C’est lors de ces “Rêves parades” que certains jeunes comme Mahamadou et Samba ont rejoint le projet, grâce à l’association de quartier Lez’Arts dans les murs. Ils ont récemment été initiés à l’équitation par Arthur Sidoroff qui leur confiera Johnny et Saxo pour le défilé. “On a tout de suite accroché avec les chevaux, même si ce n’est pas si simple de garder son équilibre“, commente Samba. “Les Jeux olympiques ne m’intéressent pas trop. Mais, je suis fier parce qu’on va porter le symbole fort du black power“, confie-t-il. Assis à quelques mètres, Fatouma, Nawan et Djalil font une pause fraicheur, à l’ombre, sur les gradins du stade. “On a rencontré plein de gens. On appréhende un peu le public, mais ça va être super“, commente la première. Tous les trois sont en option danse au lycée Charles de Gaulle de Rosny-sous-Bois. “Pour les élèves, c’est une très belle expérience. Lorsque le TPM nous a proposé le projet, nos élèves ont tout de suite adhéré. Ils sont très fiers de représenter leur ville et la Seine-Saint-Denis“, observe Léna, enseignante du collège Jean Jaurès, dont deux classes de 4ème prennent part à la Grande parade. “En tant que prof d’EPS, je trouve aussi que c’est très bénéfique parce qu’ils travaillent sur une chorégraphie dansée. C’est une autre approche du rapport au corps qui n’est pas si courante. C’est aussi l’apprentissage de la responsabilité parce que c’est un projet collectif“, poursuit-elle.
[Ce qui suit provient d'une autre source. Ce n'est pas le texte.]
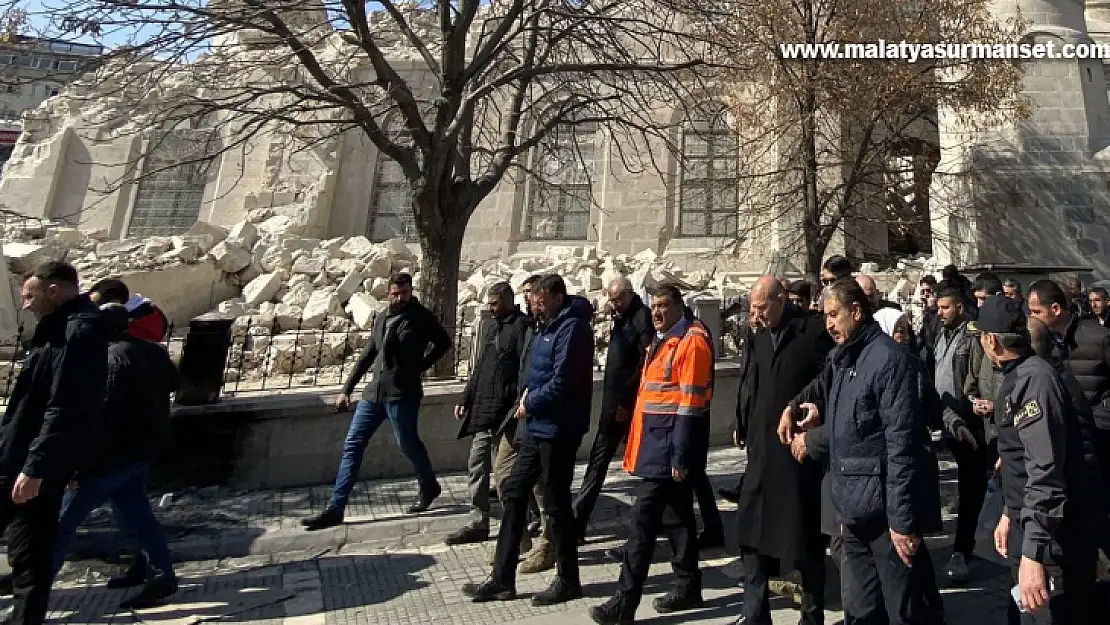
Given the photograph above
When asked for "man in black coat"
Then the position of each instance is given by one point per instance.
(405, 342)
(879, 479)
(778, 521)
(628, 341)
(133, 431)
(1083, 348)
(490, 394)
(53, 407)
“Il y a une vertu très émancipatrice à trouver sa place dans un collectif“
“La dimension collective est fondamentale dans le spectacle vivant et sa création“, considère Pauline Bayle. “Je suis convaincue qu’il est essentiel de la partager parce que c’est transmettre des valeurs d’écoute, de respect d’autrui, de faire ensemble. Il y a une vertu très émancipatrice à trouver sa place dans un collectif et à vivre ce frisson lorsque l’on se jette à l’eau parce que même si l’on n’est pas un professionnel, on veut toujours qu’un spectacle soit génial. Cet appel de la lumière est très joyeux à mettre en partage“, ajoute-t-elle. Dans le groupe du TPM, il y a aussi des “individuels” comme Sandile, 24 ans ou Anne, 63 ans, qui explique justement avoir rejoint la troupe “pour participer à une œuvre collective“. “Le TPM fait participer des habitants, des scolaires, des maisons de quartiers, des centres sociaux et des associations culturelles, des élèves du conservatoire de Montreuil qui forment la fanfare, mais aussi de l’École nationale des arts du cirque de Rosny-sous-Bois“, détaille Antonin Delom, coordinateur du projet au TPM. Il y a même des élèves du lycée La Source de Nogent-sur-Marne, qui propose des formations aux métiers des arts, du spectacle et de la création textile. Ce sont d’ailleurs eux qui ont confectionné les costumes aux couleurs acidulées, floqués d’une étoile, symbole du cirque, à partir de vêtements et de textiles récupérés notamment à la ressourcerie solidaire Neptune.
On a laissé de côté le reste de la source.